Done the Math
by R Hampton from Red State
More than six years have lapsed since "the day the world changed," and today President George W. Bush issued the following Memorandum for the Secretary of State
I hereby certify that Saudi Arabia is cooperating with efforts to combat international terrorism and that the proposed assistance will help facilitate that effort, and hereby waive the application of such sections. You are authorized and directed to report this certification to the Congress and publish it in the Federal Register.This proclamation comes less than 24 hours after the The US Commission on International Religious Freedom criticized Saudi Arabia for a lack of religious freedom and for schools that promote religious extremism. Even more concerning was the commission's call to close the Islamic Saudi Academy in northern Virginia.

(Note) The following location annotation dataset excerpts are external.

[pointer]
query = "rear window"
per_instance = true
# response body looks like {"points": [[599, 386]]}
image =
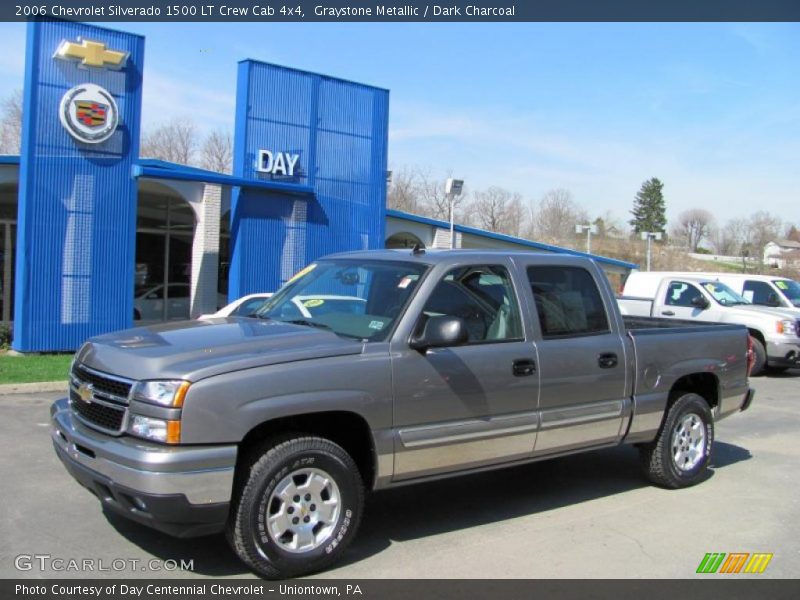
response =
{"points": [[568, 302]]}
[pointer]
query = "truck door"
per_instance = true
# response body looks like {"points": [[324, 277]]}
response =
{"points": [[582, 364], [473, 404], [680, 301]]}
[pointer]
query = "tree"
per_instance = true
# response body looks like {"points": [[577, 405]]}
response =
{"points": [[762, 228], [498, 210], [402, 193], [649, 209], [728, 240], [556, 217], [693, 227], [217, 152], [11, 123], [175, 141]]}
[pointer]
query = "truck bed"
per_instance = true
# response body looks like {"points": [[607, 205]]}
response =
{"points": [[645, 325]]}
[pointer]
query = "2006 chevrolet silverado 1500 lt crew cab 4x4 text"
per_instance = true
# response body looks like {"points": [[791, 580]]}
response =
{"points": [[272, 427]]}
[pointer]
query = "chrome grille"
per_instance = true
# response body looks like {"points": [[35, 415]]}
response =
{"points": [[98, 399]]}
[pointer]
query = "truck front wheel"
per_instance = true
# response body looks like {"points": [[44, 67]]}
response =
{"points": [[298, 509], [680, 454]]}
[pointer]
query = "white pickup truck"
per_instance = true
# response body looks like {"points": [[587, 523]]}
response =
{"points": [[697, 297]]}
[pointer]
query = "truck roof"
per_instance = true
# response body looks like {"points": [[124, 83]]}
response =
{"points": [[433, 257]]}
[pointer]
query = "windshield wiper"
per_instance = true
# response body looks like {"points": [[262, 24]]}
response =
{"points": [[322, 326], [309, 323]]}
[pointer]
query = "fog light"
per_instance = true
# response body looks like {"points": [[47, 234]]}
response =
{"points": [[158, 430]]}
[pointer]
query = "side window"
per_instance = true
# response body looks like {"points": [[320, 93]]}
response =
{"points": [[179, 291], [680, 293], [758, 292], [484, 297], [567, 301]]}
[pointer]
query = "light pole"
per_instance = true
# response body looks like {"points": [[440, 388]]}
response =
{"points": [[589, 229], [650, 236], [452, 189]]}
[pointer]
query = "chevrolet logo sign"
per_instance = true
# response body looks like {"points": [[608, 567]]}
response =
{"points": [[86, 392], [91, 54]]}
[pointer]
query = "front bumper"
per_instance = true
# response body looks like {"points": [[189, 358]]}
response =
{"points": [[783, 354], [184, 491]]}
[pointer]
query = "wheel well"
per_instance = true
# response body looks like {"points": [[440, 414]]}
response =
{"points": [[702, 384], [347, 429]]}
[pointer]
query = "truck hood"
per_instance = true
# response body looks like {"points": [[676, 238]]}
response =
{"points": [[751, 311], [194, 350]]}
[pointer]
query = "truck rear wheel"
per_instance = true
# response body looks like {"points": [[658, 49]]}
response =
{"points": [[680, 454], [298, 509]]}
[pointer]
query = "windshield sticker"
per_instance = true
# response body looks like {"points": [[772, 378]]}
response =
{"points": [[303, 272]]}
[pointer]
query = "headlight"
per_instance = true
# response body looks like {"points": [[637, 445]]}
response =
{"points": [[786, 327], [158, 430], [164, 393]]}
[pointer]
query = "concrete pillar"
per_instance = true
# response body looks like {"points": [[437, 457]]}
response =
{"points": [[205, 253]]}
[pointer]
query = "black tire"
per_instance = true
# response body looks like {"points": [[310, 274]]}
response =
{"points": [[249, 528], [760, 364], [660, 458]]}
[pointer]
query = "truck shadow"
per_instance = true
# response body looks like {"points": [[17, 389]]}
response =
{"points": [[423, 510]]}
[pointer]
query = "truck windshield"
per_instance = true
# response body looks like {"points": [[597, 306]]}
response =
{"points": [[355, 299], [723, 294], [790, 289]]}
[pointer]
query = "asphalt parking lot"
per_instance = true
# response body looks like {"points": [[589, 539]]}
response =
{"points": [[585, 516]]}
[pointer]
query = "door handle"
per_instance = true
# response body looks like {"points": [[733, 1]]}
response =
{"points": [[607, 360], [522, 367]]}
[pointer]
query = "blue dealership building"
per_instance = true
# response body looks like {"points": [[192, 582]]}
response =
{"points": [[92, 235]]}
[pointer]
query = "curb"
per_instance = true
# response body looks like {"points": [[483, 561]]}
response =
{"points": [[33, 388]]}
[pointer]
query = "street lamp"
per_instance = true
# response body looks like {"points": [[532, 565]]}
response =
{"points": [[649, 236], [589, 229], [452, 189]]}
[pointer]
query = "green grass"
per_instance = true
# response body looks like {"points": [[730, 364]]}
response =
{"points": [[33, 368]]}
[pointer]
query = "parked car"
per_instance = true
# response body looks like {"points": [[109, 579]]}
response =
{"points": [[763, 290], [454, 362], [776, 342], [148, 304]]}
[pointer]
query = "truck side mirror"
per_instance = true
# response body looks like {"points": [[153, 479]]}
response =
{"points": [[772, 300], [441, 331]]}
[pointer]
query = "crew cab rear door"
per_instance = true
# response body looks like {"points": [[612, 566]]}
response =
{"points": [[584, 397], [467, 405]]}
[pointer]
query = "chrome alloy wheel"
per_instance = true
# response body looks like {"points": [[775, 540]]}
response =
{"points": [[303, 510], [689, 442]]}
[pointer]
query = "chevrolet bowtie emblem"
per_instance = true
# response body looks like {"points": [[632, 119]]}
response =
{"points": [[91, 54], [86, 392]]}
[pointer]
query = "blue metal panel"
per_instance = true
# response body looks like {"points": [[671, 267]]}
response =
{"points": [[339, 129], [77, 202]]}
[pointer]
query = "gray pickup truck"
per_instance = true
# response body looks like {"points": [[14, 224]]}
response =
{"points": [[395, 367]]}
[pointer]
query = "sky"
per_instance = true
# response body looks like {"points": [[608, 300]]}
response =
{"points": [[713, 110]]}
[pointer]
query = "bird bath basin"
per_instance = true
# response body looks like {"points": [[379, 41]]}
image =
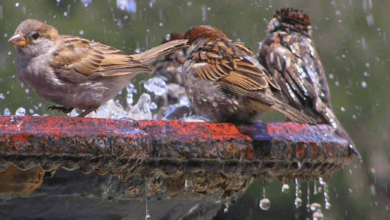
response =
{"points": [[184, 168]]}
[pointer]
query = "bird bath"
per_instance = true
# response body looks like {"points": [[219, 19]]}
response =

The commission's report says the academy hews closely to the curriculum used at Saudi schools, which they criticize for promoting hatred of and intolerance against Jews, Christians and Shiite Muslims. "Significant concerns remain about whether what is being taught at the ISA promotes religious intolerance and may adversely affect the interests of the United States."Now I'm far from the first to observe that long-term sucess in the Long War is, depressingly, unlikely using a bipolar (and I would say delusional) strategy. Yet some hawks look at the ledger, add up the positives and negatives, and sheepishly protest that a pro-Saudi policy has bottom-line value. Resigning ourselves to Saudi Arabia's support of militant, extremist Wahhabi islam, however, is nothing short of sabotage.
That is what prompted me to blog a daily accounting of our deadly dependency on the enablers of Islamofascism. In the face of such overwhelming evidence -- over 800 stories logged since April -- I can not imagine the War on Terror can continue without a serious re-think. Problem is, the Bush Administration has done the math and concluded, in error, that a pro-Saudi policy in the correct answer.